Blood Transfusion


If you lose blood because of an injury or surgical procedure, or if your body has trouble making blood, you may need a blood transfusion. This is a common procedure that adds blood from a donor to your own blood.

How a Transfusion is Performed

During a transfusion, you sit or lie down. An intravenous (IV) line is placed in one of your blood vessels. This line is connected to a bag containing the donor blood. For the next hour or two, a healthcare worker monitors you closely as the blood transfers into your body. After the procedure, a slight bruise may form around the site of the IV.

Where it Comes From

The blood given to you during a transfusion can come from several sources. It may come from someone you don't know who donated it for community use. It may come from a person you know who has donated blood specifically for your use. You can also donate blood to yourself.
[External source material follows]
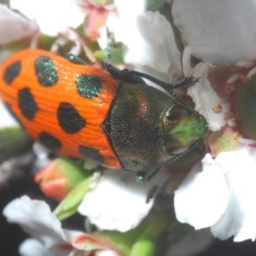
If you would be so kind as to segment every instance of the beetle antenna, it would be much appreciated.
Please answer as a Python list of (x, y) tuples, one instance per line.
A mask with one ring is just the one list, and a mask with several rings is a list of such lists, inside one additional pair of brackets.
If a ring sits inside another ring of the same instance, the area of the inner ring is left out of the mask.
[(138, 76), (141, 78), (144, 78), (144, 79), (161, 86), (163, 89), (165, 89), (166, 90), (167, 90), (169, 92), (172, 92), (174, 89), (177, 89), (177, 88), (186, 89), (186, 88), (195, 84), (195, 83), (197, 83), (200, 79), (198, 78), (188, 77), (176, 84), (170, 84), (170, 83), (163, 82), (163, 81), (161, 81), (158, 79), (155, 79), (155, 78), (154, 78), (148, 74), (146, 74), (144, 73), (134, 71), (134, 70), (131, 70), (131, 69), (123, 69), (122, 73), (124, 73), (124, 75), (127, 75), (127, 76), (135, 75), (135, 76)]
You can have some of your blood removed and stored for a short time before a medical procedure so it can be given back to you when you need it. You may also be able to have some blood removed just before a surgery, temporarily replaced with other fluids and then returned to you after the procedure. And in some cases, blood that would normally be lost during a procedure can be collected, processed and returned to your body.

Patient Safety

There are some risks associated with blood transfusions. Many people worry about becoming infected with HIV, hepatitis or other illnesses if they are given someone else's blood. But donor blood is screened carefully for diseases, so this risk is very small. Blood transfusions can also cause allergic reactions or similar issues, but the risk of these problems is small as well. Your doctor will let you know if you have specific risk factors that you need to consider before a transfusion.